Vorresti salvarlo ma
sai che, con il suo panico,
potrebbe strangolarti “
Anaïs Nin
Tutti portiamo un cronico fardello di ansia: una sorta di
secondo corpo non visibile ma percepibile internamente.
E’ lì che possiamo andare ogni volta che ci chiedono o ci chiediamo
“come ti senti?”: diamo un’occhiata e sappiamo quanto in pace o in conflitto,
in armonia o in dissonanza, attivati o disattivati siamo.
E’ un giudizio soggettivo che non ha niente a che fare con le
misurazioni esterne: una persona può sembrare calma e sentirsi terribilmente
ansiosa, può dissimulare e nascondere ma, proprio per questo, a volte, essere
ancora più agitata.
Solo coloro che ci conoscono bene sono in grado di cogliere
quei piccoli segnali che fanno la differenza e ci sono frangenti in cui se ne
accorgono prima gli altri, della nostra ansia, perché noi siamo impegnati a
difenderci dalla sua presa e nel tentativo di non sentirla attiviamo quelle
difese che ci sembra che possano allontanarla.

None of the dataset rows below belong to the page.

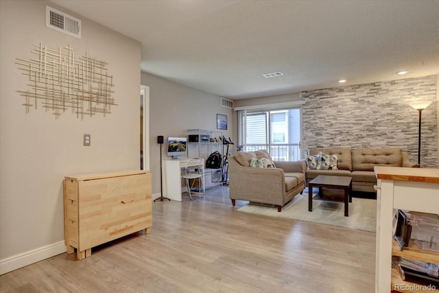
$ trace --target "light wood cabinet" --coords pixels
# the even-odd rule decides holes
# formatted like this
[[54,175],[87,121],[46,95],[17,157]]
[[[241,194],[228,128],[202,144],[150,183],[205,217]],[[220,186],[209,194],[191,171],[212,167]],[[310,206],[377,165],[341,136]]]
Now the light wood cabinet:
[[425,292],[400,279],[392,269],[392,256],[439,263],[439,254],[420,250],[414,244],[400,250],[393,240],[392,220],[395,209],[439,213],[439,169],[377,166],[375,171],[378,187],[375,292]]
[[78,259],[91,248],[145,230],[152,222],[151,174],[127,171],[65,176],[65,244]]

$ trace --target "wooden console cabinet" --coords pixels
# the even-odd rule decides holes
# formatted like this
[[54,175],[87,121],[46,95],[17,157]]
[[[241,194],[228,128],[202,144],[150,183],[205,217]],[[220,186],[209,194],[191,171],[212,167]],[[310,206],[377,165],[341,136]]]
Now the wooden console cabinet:
[[147,171],[65,176],[65,244],[78,259],[91,248],[152,226],[151,174]]

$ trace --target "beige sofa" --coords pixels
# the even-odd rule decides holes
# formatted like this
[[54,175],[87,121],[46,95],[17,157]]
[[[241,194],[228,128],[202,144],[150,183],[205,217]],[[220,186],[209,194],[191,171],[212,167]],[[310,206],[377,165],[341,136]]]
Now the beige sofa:
[[318,175],[337,175],[352,177],[352,189],[356,191],[375,192],[377,178],[374,166],[419,167],[412,163],[408,154],[400,148],[313,148],[308,154],[314,156],[320,152],[337,155],[338,169],[309,169],[306,172],[307,185]]
[[229,197],[235,200],[274,204],[278,211],[305,187],[305,161],[273,162],[274,168],[250,167],[252,158],[268,159],[265,150],[237,152],[228,158]]

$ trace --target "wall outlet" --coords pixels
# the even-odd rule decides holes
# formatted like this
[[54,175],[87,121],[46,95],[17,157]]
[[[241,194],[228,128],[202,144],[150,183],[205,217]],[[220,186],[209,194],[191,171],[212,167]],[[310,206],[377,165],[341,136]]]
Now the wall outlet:
[[90,146],[91,143],[91,134],[84,134],[84,145]]

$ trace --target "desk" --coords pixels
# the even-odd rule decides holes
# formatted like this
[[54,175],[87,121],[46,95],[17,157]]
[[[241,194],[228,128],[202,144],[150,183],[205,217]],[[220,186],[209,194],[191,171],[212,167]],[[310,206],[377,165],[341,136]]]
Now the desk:
[[[186,167],[189,159],[182,160],[163,160],[162,169],[162,178],[163,181],[162,196],[165,196],[172,200],[181,201],[182,184],[181,174],[182,169]],[[193,160],[193,159],[191,159]],[[196,166],[200,165],[203,166],[203,176],[202,178],[203,191],[204,191],[204,159],[198,159],[198,162],[193,164]]]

Spesso mi capita di sentire l’ansia di un paziente appena
entra in studio: mi accorgo di qualcosa nel suo respiro… non fluisce come al
solito… ha quelle intermittenze che noto quando parla di cose che lo agitano,
lo preoccupano, lo fanno soffrire.
E’ il suo solito fardello ma oggi pesa di più: più acuto,
appuntito e ingombrante, più difficile da portare.

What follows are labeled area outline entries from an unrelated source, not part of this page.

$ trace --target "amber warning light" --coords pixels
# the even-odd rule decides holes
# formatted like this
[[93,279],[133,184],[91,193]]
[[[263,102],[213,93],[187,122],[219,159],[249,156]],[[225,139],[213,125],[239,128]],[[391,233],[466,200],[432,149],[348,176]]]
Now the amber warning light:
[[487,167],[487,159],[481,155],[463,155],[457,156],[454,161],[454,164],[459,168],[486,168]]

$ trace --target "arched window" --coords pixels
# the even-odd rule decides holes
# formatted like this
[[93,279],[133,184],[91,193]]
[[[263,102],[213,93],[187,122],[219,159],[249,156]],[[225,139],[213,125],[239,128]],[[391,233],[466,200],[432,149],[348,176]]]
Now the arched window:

Ci sono mille fattori che intervengono a modificare la
percezione soggettiva di un sintomo. Ci sono momenti in cui quello che sembrava
un piccolo peso ci sembra un macigno insostenibile e altri in cui sentiamo che
niente può piegarci. Dipende dalla durata dello stimolo, dalla quantità di
attenzione che gli dedichiamo (quanti filtri riusciamo a mettere, quanto
riusciamo a distrarci, su cos’altro siamo impegnati), quanto abbiamo riposato,
come abbiamo dormito e sognato, che farmaci abbiamo assunto… tutto questo gioca
un ruolo nel contribuire a cambiare il modo in cui percepiamo, in diversi
momenti, “lo stesso sintomo”.
Che quindi, naturalmente, non è mai “lo stesso”. Cambia in
base a come lo portiamo ed è per questo che in seduta, dopo un po’ che insieme
si osserva un’emozione, uno stato d’animo e la quantità di ansia che li gonfia,
li amplifica o li colora, dopo un po’ che si guarda con attenzione il dolore di
cui il paziente è portatore… quel dolore tende a scomparire: cambia intanto che
viene espresso, si attenua, diventa più sopportabile.

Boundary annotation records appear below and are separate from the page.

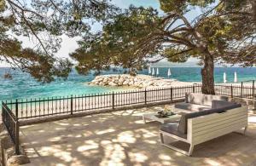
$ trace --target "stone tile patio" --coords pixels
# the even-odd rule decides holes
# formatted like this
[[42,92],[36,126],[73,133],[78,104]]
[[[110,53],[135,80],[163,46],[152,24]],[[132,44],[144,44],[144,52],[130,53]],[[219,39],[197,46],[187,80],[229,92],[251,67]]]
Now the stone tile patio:
[[186,157],[160,144],[159,123],[143,123],[143,112],[160,108],[21,127],[20,142],[31,160],[27,165],[256,165],[256,114],[249,115],[246,135],[226,135],[196,146],[193,156]]

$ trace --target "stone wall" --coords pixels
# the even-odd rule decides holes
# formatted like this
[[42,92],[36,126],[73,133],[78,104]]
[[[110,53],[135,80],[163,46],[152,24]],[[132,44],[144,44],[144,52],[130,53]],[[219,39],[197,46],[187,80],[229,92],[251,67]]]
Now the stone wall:
[[172,86],[175,79],[165,79],[147,75],[137,75],[136,77],[127,74],[122,75],[102,75],[97,76],[89,84],[101,86],[130,86],[139,89],[160,88]]

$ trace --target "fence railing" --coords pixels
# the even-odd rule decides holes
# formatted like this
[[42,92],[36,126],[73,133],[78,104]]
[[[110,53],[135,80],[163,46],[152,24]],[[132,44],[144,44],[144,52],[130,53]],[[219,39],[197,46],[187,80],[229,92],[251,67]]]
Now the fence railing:
[[15,145],[15,153],[20,154],[19,121],[17,117],[15,116],[15,114],[4,102],[2,102],[2,118],[12,141]]
[[5,104],[19,119],[30,119],[172,100],[184,98],[185,92],[201,92],[201,85],[20,100],[7,101]]
[[[217,94],[252,100],[256,99],[255,89],[254,84],[253,86],[215,85]],[[201,93],[201,85],[5,101],[2,103],[3,122],[15,144],[16,153],[19,153],[20,120],[172,101],[185,98],[186,92]]]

L’interesse del terapeuta unito all’interesse del paziente
sembra aggiungere qualcosa al sistema: certi “oggetti” che prima erano presenti
solo dentro al paziente vengono spiegati, raccontati e osservati da entrambi;
ciò che viene aggiunto è un osservatore composto: due punti di vista su ciò che
viene descritto e ascoltato e differenziato da “tutte le altre volte”.
Questo osservatore ibrido diventa, per qualche non ancora ben
chiarito motivo, curativo. L’ansia spiegata e raccontata, intravista e
estrovertita tende a svanire. Il fardello condiviso diventa meno pesante.
Sono convinto che quel che succede in questi “momenti
terapeutici” sia l’esatto contrario di ciò che Anaïs Nin descrive nell’aforisma
che ho citato nell’incipit: si riesce, a volte, a tendere una mano a chi sta
affogando nella propria ansia e, dopo un po’, si guadagna terra, ci si toglie
insieme da uno stato di paura e di rigidità in cui le difese stesse, nel
tentativo di sconfiggerlo, aumentano e determinano il sintomo.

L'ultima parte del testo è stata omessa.